Editor’s Note: For the purposes of this review, it should be noted that I bought the “Alan Wake Franchise” which includes the collector’s edition and extras…not all of the below features may be accessible to a player who bought the standard game.
The main menu has a lot to offer, allowing users to create a new game, continue an existing one, choose episodes, adjust options, and view extras. The game is broken up into six main episodes, each containing roughly one or two hours of play time. Don’t worry, all of the episodes are included in the game and aren’t released over a period of time like Telltale has a tendency to do. The options menu contains all of your basics plus some neat bonuses like the ability to enable video commentary and subtitles. I’m pleased to report that controls are customizable as well. The extras menu allows the player to view their stats, listen to the soundtrack, read manuscripts they’ve found thus far in-game, watch cinematics, and etc. The soundtrack is my favorite feature, as I really enjoyed the music behind the game. There are also three difficulty level settings, which you can specify when starting a new game.

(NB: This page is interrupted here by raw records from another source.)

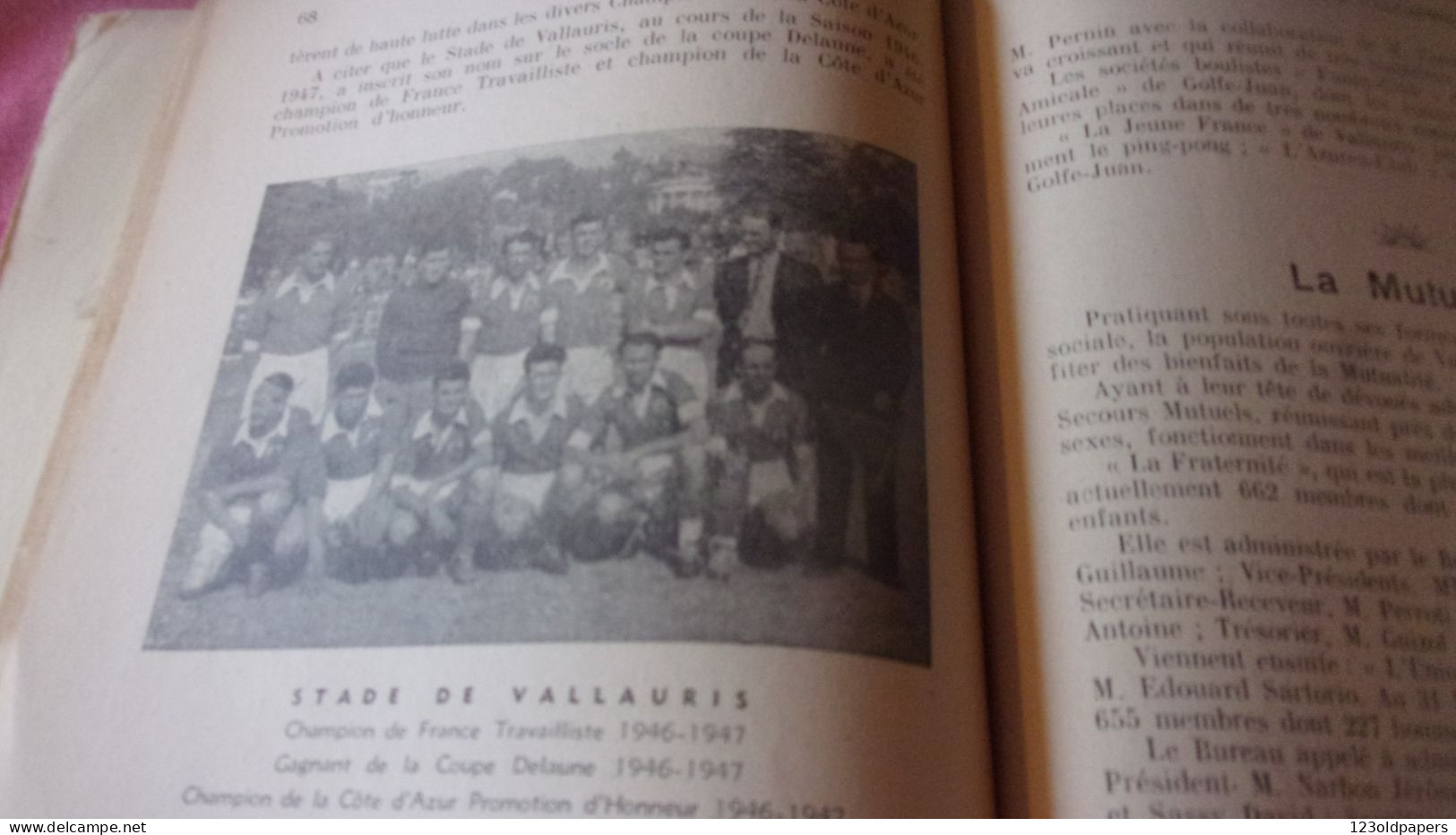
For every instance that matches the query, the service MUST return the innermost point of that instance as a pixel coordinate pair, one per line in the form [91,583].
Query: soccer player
[507,322]
[358,454]
[762,450]
[584,307]
[654,482]
[419,333]
[440,478]
[258,495]
[293,326]
[676,306]
[529,447]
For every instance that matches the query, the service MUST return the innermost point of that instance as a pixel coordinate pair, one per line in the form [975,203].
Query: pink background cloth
[35,39]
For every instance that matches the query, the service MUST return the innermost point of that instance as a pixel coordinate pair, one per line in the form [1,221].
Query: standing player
[293,326]
[866,364]
[762,445]
[258,494]
[357,460]
[584,307]
[440,478]
[654,482]
[419,333]
[676,306]
[505,322]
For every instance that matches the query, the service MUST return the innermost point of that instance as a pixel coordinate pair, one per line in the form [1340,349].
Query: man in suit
[766,296]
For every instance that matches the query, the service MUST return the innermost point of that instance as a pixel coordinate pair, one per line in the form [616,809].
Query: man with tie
[766,296]
[677,306]
[291,328]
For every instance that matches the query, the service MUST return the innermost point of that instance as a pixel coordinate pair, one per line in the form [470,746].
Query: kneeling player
[762,447]
[651,489]
[258,495]
[440,476]
[358,452]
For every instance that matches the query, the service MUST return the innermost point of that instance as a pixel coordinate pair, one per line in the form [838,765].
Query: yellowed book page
[79,197]
[1225,265]
[524,409]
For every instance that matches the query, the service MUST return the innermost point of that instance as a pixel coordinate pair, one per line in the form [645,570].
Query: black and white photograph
[647,387]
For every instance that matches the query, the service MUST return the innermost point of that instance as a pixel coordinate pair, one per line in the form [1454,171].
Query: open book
[571,408]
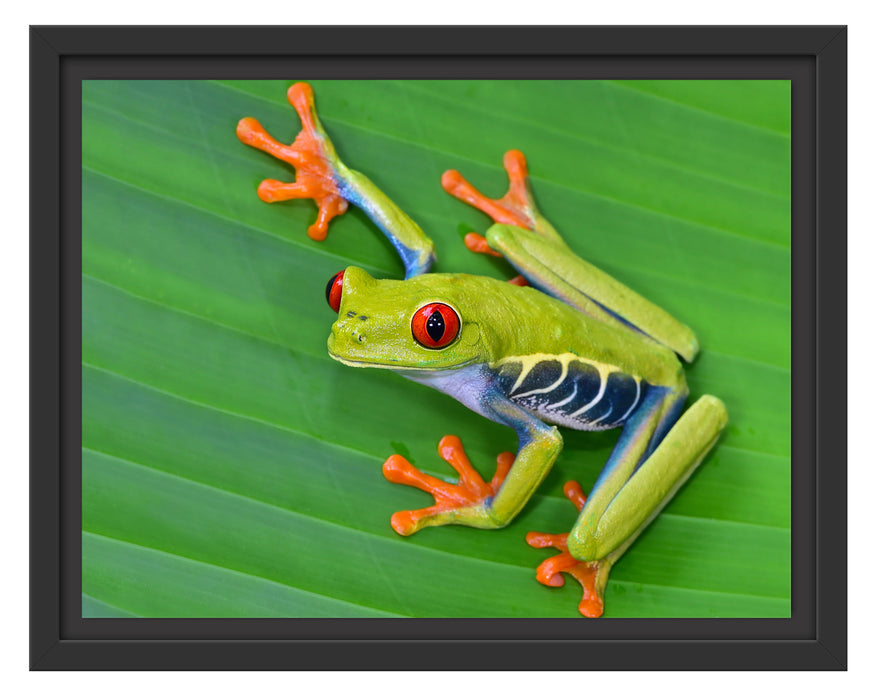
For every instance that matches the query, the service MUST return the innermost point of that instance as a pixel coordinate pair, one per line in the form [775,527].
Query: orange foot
[470,491]
[312,156]
[516,208]
[591,575]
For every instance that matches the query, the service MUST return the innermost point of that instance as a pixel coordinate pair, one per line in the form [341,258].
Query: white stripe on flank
[563,373]
[564,401]
[633,405]
[603,377]
[599,421]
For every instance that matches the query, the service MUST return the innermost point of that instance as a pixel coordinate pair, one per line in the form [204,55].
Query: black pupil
[329,287]
[435,327]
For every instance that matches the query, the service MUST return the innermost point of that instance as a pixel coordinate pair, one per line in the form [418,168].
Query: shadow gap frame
[814,58]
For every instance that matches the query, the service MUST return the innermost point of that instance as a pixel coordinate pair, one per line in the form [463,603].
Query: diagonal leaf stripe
[232,469]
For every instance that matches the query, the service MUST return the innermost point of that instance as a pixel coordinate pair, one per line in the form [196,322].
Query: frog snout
[350,328]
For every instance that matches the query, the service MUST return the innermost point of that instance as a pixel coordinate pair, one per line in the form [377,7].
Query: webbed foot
[591,575]
[464,502]
[311,154]
[516,208]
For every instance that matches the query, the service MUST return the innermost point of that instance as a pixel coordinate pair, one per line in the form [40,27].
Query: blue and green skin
[576,348]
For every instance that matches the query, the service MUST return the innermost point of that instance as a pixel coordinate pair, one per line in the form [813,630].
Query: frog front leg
[646,469]
[322,176]
[472,501]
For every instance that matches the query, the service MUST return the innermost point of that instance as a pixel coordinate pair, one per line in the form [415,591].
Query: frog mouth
[395,364]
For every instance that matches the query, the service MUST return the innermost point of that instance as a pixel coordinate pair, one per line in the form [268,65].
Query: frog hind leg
[534,248]
[321,176]
[646,469]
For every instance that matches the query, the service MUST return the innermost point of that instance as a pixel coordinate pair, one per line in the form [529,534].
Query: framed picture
[207,481]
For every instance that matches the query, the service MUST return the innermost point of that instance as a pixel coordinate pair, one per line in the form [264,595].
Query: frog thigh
[606,526]
[550,265]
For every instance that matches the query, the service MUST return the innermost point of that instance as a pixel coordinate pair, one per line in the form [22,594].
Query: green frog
[562,344]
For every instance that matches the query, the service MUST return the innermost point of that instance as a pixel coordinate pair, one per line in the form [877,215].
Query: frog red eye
[334,290]
[435,325]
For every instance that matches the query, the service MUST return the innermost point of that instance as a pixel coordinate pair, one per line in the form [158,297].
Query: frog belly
[570,391]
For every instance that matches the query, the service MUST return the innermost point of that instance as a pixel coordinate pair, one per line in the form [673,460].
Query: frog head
[429,322]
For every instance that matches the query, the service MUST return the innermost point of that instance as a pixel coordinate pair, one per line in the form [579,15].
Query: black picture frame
[814,58]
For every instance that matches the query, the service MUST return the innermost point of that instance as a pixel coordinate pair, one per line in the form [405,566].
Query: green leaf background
[232,469]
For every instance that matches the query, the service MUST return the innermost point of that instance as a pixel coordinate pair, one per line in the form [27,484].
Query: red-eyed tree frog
[565,345]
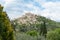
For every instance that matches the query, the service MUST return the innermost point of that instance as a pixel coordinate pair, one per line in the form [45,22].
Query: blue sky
[47,8]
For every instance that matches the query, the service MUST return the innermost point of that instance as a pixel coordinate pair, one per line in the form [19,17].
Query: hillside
[30,19]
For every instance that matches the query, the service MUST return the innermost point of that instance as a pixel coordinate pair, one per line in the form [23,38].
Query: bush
[53,35]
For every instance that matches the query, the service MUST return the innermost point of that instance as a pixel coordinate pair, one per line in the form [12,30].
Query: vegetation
[53,35]
[28,27]
[6,31]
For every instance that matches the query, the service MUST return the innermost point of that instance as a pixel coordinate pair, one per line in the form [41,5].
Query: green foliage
[6,31]
[32,33]
[53,35]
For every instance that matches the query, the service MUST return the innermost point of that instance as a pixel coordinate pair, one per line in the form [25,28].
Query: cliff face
[27,18]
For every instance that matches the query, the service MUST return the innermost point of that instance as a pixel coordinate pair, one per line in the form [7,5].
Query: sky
[46,8]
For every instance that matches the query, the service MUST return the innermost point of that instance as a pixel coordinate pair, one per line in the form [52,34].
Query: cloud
[47,8]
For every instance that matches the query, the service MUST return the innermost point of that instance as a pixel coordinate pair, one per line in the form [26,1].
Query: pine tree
[6,31]
[43,29]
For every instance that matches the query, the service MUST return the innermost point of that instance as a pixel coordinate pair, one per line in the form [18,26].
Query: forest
[28,27]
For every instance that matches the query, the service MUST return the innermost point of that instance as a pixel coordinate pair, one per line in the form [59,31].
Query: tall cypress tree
[43,29]
[6,31]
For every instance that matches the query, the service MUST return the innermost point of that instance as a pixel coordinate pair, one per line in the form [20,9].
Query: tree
[43,29]
[6,31]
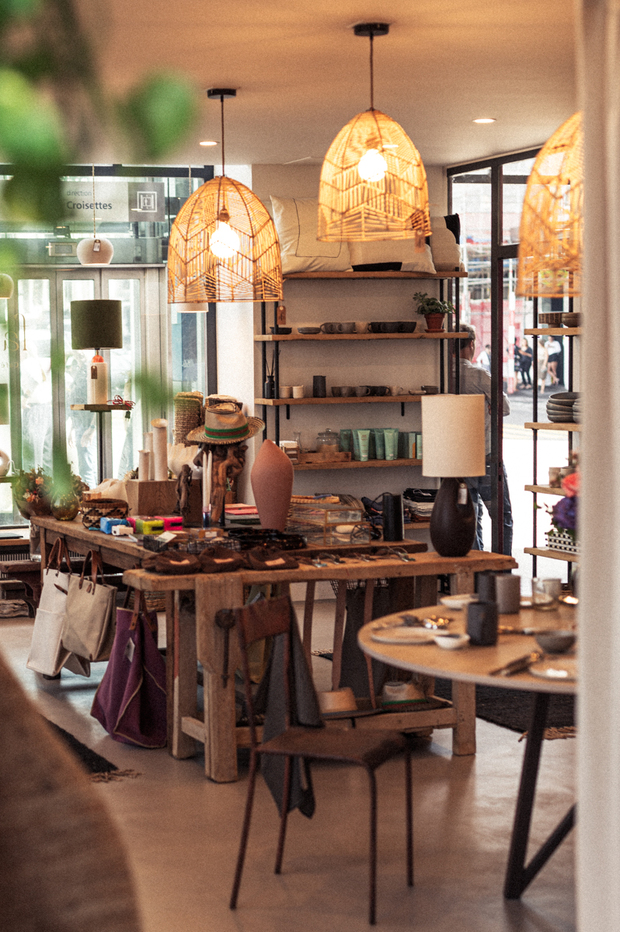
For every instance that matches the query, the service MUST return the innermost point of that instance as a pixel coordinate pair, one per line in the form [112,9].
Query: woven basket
[95,510]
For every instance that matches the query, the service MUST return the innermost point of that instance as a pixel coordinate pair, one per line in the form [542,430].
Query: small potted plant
[433,309]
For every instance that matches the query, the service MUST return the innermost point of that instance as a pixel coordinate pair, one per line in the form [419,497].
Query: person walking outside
[475,380]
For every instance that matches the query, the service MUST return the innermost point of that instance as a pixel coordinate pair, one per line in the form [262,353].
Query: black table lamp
[453,447]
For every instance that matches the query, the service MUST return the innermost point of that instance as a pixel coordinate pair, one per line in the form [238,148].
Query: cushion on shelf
[444,246]
[296,220]
[397,253]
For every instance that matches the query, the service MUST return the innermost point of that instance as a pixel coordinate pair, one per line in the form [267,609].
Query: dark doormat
[512,708]
[99,769]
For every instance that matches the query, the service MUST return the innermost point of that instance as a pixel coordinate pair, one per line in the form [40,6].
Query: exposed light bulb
[372,166]
[225,242]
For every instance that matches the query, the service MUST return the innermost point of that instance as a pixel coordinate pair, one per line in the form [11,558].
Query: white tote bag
[47,655]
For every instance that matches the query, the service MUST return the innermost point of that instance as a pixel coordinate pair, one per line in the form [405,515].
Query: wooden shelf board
[356,464]
[330,400]
[306,337]
[549,425]
[552,331]
[293,276]
[544,489]
[552,554]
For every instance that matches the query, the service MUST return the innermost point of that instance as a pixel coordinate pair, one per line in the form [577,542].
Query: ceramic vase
[272,484]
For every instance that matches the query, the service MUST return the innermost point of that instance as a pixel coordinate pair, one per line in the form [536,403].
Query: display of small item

The setting is Bright Falls, a small town in the state of Washington. It doesn’t take long for the player to realize that not is all that is seems, though it does an excellent job in expanding on the characters that are on the story. It’s clear that each character has an in-depth profile and I cannot applaud the writers of this game enough for the excellent storytelling that occurs from beginning to end. To add to that experience, Alan narrates your progress as you play, giving you an insight into how the protagonist is feeling as you play.
From the get-go, you’re introduced to the importance of light. In fact, your main weapon will usually be a flashlight, accompanied by a some sort of firearm. Flashlights can be intensified at the cost of battery power, though batteries will recharge slowly over time and can be replaced with reserves that you may have on hand. The enemies in this game are called, “The Taken”, which are humans possessed by darkness. Disposing of them is a two-part process…the flashlight (or any light source) will weaken the enemy but in most cases, won’t kill them. Once the enemy is weakened, a firearm will be able to finish them off. Bullets won’t be able to harm “The Taken” until the light source has done its job. There are some weapons that do both (like flare guns) that can dispatch enemies in one shot, and powerful light sources like flashbangs are usually enough to save you the trouble from having to use ammo.
The game does a decent job in introducing you to each type of weapon, though these weapons are often lost once the scene has run its course. That’s right…no persistent inventory system. I can’t count the number of times Alan lost his gun, but this can be annoying if you’ve done a great job in conserving ammo. More often than not, you start clean at the beginning of a major scene, losing everything you’ve scrounged up. For this reason, it’s best to use ’em if you got ’em.
There are a few instances where you’ll have to participate in quick time events, but these are extremely easy. The most complicated thing I had to do was time my mouse clicks to start a generator. The majority of the game involves going from checkpoint to checkpoint (usually overhead lights that replenish your health), shining your flashlight on enemies before pumping them full of lead as you go. Some might see it as repetitive, but I found myself enjoying the combat nonetheless. There were a few points where the difficulty spiked unfairly, but checkpoints occur frequently enough and just at the right times to ensure that you don’t have to retrace a lot of footsteps.
I won’t go into the story so as not to ruin anything, but I found it to be fantastic. I couldn’t put it down and had to know what was going to happen next. I also discovered a “Twilight Zone” knockoff called “Night Springs” embedded in some of the televisions scattered throughout the game…they were entertaining to watch. Other televisions contained some very interesting plot twists that I won’t mention here, but if you’re like me, you’ll be scratching your head trying to piece together what you’re seeing.
Overall, I found “Alan Wake” to be an excellent game. A lot of work went into the details, from background noises and voices to the scenery and lighting effects. It’s a very beautiful game in terms of graphics, and I didn’t run into any sort of glitches or bugs. For a PC port, this was very well done. Considering that I don’t have a lot of luck with PC ports, this served to be a pleasant surprise. I bought the game during Steam’s Autumn sale for 75% off and was glad I did, though I’d easily pay its normal price tag of $29.99 to own it. If you enjoy a good psychological horror story and don’t mind an over the shoulder third person view, then I recommend that you pick this up.